At the Port of Los Angeles, cargo movement largely met forecasts. The total container volume and loaded imports finished roughly 3% shy of the port’s five-year January average, suggesting steady demand. Simultaneously, exports via the Port of Long Beach saw a modest year-over-year increase of 0.8%, which helped to mitigate the impact of weaker import activity.
By the Numbers
Port of Los Angeles — January 2026
Total volume hit 812,000 TEUs, a 12.1% decrease compared to January 2025.
- Empty Containers: ↓ 12.5%
- Loaded Imports: ↓ 12.9%
- Loaded Exports: ↓ 7.9%
- Total Loaded Volume: ↓ 11.9%
Port of Long Beach — January 2026
Total throughput totaled 847,766 TEUs, down 11.0% year over year.
- Loaded Imports: ↓ 13.1%
- Loaded Exports: ↑ 0.83%
- Total Loaded Volume: ↓ 10.7%
- Empty Containers: ↓ 11.5%
Combined Southern California Ports — Year-to-Date (January 2026)

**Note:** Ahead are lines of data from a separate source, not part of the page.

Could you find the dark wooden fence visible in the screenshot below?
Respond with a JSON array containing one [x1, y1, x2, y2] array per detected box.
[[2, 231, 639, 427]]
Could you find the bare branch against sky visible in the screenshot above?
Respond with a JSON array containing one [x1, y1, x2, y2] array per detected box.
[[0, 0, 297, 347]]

Aggregate TEU volume across both gateways declined 11.5% compared with January 2025.
- Loaded Imports: ↓ 13.0%
- Loaded Exports: ↓ 3.8%
- Total Loaded Volume: ↓ 11.3%
- Empty Containers: ↓ 12.0%

Looking ahead
The Supreme Court’s ruling, which struck down a substantial portion of tariffs levied under the International Emergency Economic Powers Act, has thrown a wrench into the works for both importers and exporters. Now, everyone is holding their breath, waiting for clarity on potential tariff refunds and the future of trade authority. March typically sees a dip in activity, a seasonal slowdown that follows the Lunar New Year celebrations, which kicked off on February 17th. This annual event temporarily curtails manufacturing and shipments throughout Asia. On a positive note, advance purchase orders, placed months in advance, seem to be holding steady. This suggests a return to normal demand, rather than a sudden drop-off. Current forecasts indicate that cargo volumes might stabilize during the first half of the year. First-quarter activity is projected to be down by less than 10% compared to last year’s high. Despite the adjustments companies are making to their sourcing and the shifting policies, the Ports of Los Angeles and Long Beach are still in a strong position. Their long-term competitiveness is supported by operational efficiency, ongoing infrastructure investments, and Southern California’s role as the primary trans-Pacific gateway.